Admit it: Video games can influence violence

Felipe Cabrera

A topic that has been lingering around the news media since the Columbine shooting in 1999, do video games influence real world violence?

Some news outlets credited “Grand Theft Auto V” as the influence for the Naval Yard shooting on the morning of Sept. 16; “Grand Theft Auto V” was released on Sept. 17. Gamers everywhere hammer their heads against their desks. Fingers punch keys in rapid fire; “Violence has existed well before first game of Pong,” they’d protest. Take away the guns, or something.

Douglas Gentile, psychology professor at Iowa State, said that like other gamers, he would love to believe that video games hold no consequence to violent behavior.

But his extensive research in how media, such as video games and movies, have an effect on adults and children paints a different picture.

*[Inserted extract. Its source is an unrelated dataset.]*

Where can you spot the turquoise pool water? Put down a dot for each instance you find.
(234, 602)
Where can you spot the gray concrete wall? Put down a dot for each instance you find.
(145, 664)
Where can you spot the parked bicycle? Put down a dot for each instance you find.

“When there is some horrible tragedy we go into general shock,” Gentile said. “So we ask the question, ‘what is the cause?’ With human behavior there is never ‘what is the cause?’”

Gentile points to the right question: “What are the risk factors?”

Violence can not be pointed to one single cause, but a “multitude of conditions coming all at once.”

Playing violent video games or owning guns doesn’t transform someone into a ruthless killer, but they hold the potential to be risk factors in someone committing a violent act.

“These risk factors in themselves individually aren’t the cause, but it’s how they play into each other in combination,” Gentile said.

Gentile agrees, based on research, that video games can increase aggression. Humans learn by watching and practice. The more someone plays a violent video game and hits that adrenaline rush, the better they get at acting on that aggressive mentality.

But the severity of that risk factor is dependent on other risk factors in that person’s environment and the protective factors in place to counteract and cool down those risk factors. A child could engage in playing violent video games, but with the protective factor of a positive and supportive family structure in place it significantly decreases the probability of that child acting out aggression in a lethal form.

The problem remains in the news media, a risk factor itself. It is how they immortalize mass murders.

Detailing their methods, weapons used, and body count like a high score board for next would-be-shooter to best. The problem also remains within the video game industry-and gamers-refusal to accept research presenting video games as a factor in violent behavior.

If we collectively learn to approach this with a broader frame of view, we will begin to understand that human behavior does not abide to a cause and effect formula. It just takes one day where the worse happened, and it came from every single direction.